In the Johns Hopkins Bayview Medical Center Community Care-A-Van, Letke travels four days a week with just a driver/patient registrar and an interpreter, serving some 2,000 clients a year in the neighborhoods around Johns Hopkins Bayview—community members who couldn’t otherwise afford medical care.

“Our target population is children and pregnant women,” says Letke, who has extensive experience in pediatrics and emergency medicine, and has worked with families in Papua New Guinea and with the homeless in Washington, D.C. “We provide kids with school physicals, see them when they’re sick, administer vaccines, and screen for lead poisoning and other issues. We connect uninsured women with prenatal care. We’ve been out in the community so long that we have long-standing relationships with a lot of families.”

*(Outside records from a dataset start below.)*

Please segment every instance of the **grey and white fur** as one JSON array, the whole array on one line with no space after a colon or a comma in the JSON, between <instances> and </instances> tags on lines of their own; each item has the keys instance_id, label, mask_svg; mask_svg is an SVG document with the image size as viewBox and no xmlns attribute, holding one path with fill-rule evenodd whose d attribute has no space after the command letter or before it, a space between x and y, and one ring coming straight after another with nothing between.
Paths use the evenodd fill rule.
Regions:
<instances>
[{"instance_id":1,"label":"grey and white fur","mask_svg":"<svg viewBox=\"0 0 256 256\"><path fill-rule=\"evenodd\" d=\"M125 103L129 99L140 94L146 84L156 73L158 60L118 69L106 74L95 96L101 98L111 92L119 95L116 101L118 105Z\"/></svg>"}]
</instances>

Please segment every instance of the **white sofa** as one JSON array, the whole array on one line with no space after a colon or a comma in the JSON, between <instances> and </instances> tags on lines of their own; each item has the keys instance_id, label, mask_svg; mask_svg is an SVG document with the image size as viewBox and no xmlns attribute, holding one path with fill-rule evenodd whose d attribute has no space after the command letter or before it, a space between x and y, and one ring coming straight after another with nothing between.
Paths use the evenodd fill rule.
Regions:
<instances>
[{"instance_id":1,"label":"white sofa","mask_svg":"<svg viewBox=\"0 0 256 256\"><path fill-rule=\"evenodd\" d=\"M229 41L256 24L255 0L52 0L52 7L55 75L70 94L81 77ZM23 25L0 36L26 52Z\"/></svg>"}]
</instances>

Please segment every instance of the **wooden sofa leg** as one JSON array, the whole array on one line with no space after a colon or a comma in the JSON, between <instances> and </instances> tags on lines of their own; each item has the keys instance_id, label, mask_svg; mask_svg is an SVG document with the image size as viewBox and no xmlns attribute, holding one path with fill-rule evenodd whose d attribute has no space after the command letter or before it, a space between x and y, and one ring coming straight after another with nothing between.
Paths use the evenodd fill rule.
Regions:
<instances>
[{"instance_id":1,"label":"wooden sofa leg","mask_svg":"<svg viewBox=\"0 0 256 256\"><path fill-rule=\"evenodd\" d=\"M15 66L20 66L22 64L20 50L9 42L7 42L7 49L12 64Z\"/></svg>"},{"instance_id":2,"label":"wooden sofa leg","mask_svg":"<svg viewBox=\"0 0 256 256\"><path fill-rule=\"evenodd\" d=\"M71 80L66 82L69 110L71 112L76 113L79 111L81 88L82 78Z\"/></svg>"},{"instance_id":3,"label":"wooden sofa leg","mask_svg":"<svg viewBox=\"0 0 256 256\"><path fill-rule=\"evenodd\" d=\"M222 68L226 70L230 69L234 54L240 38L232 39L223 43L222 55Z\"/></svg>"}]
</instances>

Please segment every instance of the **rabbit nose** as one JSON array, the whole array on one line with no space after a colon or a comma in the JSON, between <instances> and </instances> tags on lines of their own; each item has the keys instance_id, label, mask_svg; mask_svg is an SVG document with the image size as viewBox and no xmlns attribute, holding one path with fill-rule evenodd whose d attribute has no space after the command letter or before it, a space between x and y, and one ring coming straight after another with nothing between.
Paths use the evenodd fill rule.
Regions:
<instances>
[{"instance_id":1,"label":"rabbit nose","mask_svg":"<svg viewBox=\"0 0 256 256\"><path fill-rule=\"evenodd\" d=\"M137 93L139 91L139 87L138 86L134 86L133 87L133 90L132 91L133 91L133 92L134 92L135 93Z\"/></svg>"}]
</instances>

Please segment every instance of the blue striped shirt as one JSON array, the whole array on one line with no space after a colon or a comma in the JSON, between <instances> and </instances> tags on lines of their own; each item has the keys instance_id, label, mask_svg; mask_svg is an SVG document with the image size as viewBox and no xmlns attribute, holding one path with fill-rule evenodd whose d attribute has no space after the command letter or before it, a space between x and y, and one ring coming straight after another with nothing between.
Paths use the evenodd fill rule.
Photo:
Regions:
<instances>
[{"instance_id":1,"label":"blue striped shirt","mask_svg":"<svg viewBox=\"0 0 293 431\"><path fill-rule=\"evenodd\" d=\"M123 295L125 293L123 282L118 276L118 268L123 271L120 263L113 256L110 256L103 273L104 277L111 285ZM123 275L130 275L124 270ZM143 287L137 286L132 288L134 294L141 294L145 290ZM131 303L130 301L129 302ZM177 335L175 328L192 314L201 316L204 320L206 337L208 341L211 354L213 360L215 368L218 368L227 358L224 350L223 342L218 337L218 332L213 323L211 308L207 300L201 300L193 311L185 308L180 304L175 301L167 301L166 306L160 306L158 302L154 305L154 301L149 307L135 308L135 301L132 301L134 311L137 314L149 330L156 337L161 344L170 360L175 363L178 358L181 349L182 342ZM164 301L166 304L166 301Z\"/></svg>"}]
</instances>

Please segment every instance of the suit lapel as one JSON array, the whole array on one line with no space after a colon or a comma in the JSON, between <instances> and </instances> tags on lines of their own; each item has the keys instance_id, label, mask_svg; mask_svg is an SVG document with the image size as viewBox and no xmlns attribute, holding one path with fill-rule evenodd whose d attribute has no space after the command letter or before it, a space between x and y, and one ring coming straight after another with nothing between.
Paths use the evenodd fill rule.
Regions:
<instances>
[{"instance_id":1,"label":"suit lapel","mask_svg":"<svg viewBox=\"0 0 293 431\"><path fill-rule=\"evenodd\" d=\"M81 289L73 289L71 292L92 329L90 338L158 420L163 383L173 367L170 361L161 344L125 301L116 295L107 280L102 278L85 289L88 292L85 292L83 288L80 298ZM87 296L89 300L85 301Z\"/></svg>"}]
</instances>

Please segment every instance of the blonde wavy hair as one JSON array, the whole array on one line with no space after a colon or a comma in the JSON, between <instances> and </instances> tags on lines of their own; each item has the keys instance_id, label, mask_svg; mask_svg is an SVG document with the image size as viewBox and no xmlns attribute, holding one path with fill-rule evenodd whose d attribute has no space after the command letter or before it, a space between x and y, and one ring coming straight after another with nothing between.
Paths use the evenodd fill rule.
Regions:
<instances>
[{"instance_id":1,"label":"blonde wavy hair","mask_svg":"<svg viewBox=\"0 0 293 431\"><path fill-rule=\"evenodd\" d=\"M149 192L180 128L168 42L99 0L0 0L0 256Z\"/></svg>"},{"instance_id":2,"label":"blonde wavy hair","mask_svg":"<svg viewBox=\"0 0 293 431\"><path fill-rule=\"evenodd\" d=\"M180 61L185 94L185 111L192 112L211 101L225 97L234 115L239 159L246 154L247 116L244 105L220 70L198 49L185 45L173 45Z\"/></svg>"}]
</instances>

The biggest issue for her clients is lack of resources—prescription drugs and even food are often beyond their means. But lack of education is also a problem. “About 70 percent of my patients have a sixth-grade education or less,” she says.

The great thing about a mobile clinic is that “we can change locations as the neighborhoods’ needs change,” says Letke, who in 2007 received Baltimore City’s first annual Dr. Sebastian Russo Award, named for a doctor legendary for treating the city’s disadvantaged.

Last fall, the aging Care-A-Van was replaced with a new model.

 “Our current unit has served us very well, and we’ve taken excellent care of it, but it’s getting hard to find replacement parts, which can impact delivering care,” says Letke. “The new 39-foot van has two examination rooms, a patient registration area, a patient wait space, a bathroom and a laboratory/work area. It ensures uninterrupted care for those who greatly need it.”